Но что же заставило Белину притворяться, лицемерить и уверять Аргана в супружеской любви? Мольер четко раскрывает причину лицемерия Белины, мотивы, побудившие ее поддерживать в течение многих лет «прекрасный вымысел». Продолжая свое «славное надгробное слово», Белина говорит: «Так как, к счастью, никто еще не знает о его смерти, то мы перенесем его на кровать и будем скрывать все, покуда я не покончу своих дел. У него есть бумаги, деньги, которые я должна взять; было бы несправедливо не вознаградить себя за лучшие мои годы, проведенные с ним. Пойдем, Туанета, возьмем все ключи».

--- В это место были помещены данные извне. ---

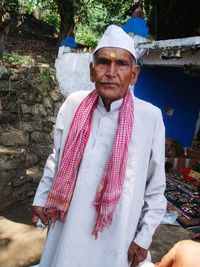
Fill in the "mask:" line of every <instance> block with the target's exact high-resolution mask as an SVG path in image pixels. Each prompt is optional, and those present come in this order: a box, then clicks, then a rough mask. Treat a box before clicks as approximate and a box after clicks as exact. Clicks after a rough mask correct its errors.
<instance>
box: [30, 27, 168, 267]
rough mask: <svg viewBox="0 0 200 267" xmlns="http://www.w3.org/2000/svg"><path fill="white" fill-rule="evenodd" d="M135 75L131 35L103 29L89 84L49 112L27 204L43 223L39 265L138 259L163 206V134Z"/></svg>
mask: <svg viewBox="0 0 200 267" xmlns="http://www.w3.org/2000/svg"><path fill="white" fill-rule="evenodd" d="M138 74H139V66H138V65H137V64H136V53H135V49H134V42H133V40H132V38H131V37H130V36H128V35H127V34H126V33H125V32H124V31H123V30H122V29H121V28H120V27H118V26H115V25H111V26H109V27H108V28H107V30H106V31H105V33H104V35H103V36H102V39H101V40H100V42H99V45H98V46H97V48H96V49H95V51H94V57H93V62H92V63H91V64H90V78H91V81H92V82H94V83H95V88H96V89H95V90H93V91H92V92H88V91H79V92H76V93H73V94H72V95H70V96H69V97H68V98H67V99H66V101H65V103H64V104H63V105H62V107H61V109H60V111H59V113H58V116H57V121H56V125H55V131H54V146H55V150H54V153H53V154H52V155H50V156H49V158H48V160H47V163H46V166H45V170H44V175H43V177H42V179H41V182H40V184H39V187H38V190H37V192H36V196H35V199H34V203H33V206H34V215H33V223H34V224H35V223H36V222H37V220H38V218H40V219H41V220H42V221H43V223H45V224H48V225H49V232H48V235H47V239H46V243H45V247H44V251H43V255H42V258H41V262H40V267H111V266H115V267H128V266H132V267H134V266H137V265H138V264H139V263H140V262H142V261H144V260H145V259H146V257H147V250H148V247H149V245H150V243H151V241H152V235H153V233H154V231H155V229H156V227H157V226H158V224H159V223H160V220H161V219H162V216H163V213H164V212H165V206H166V200H165V197H164V195H163V193H164V189H165V173H164V139H165V138H164V126H163V121H162V116H161V112H160V110H159V109H158V108H157V107H155V106H153V105H152V104H150V103H146V102H144V101H142V100H139V99H138V98H136V97H134V96H133V94H132V92H131V90H129V89H130V87H131V86H133V85H134V84H135V83H136V81H137V77H138ZM80 78H81V77H80Z"/></svg>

Читая эту сцену, можно подумать, что она взята из финала драмы Салтыкова-Щедрина «Смерть Пазухина», столь велика здесь «ужасающая правда» изображения, отмеченная Бальзаком. Но, нет, это пишет Мольер в XVII веке, Мольер, который, правда, мог вдохновлять своим «Тартюфом» Салтыкова-Щедрина на создание его «Иудушек».
И снова пред нами появились деньги. На этот раз — как скрытая причина лицемерия Белины, как мотив, побуждающий ее словами любви прикрывать свое нетерпеливое ожидание последних дней старика-богача Аргана. Семья буржуа Аргана распадается.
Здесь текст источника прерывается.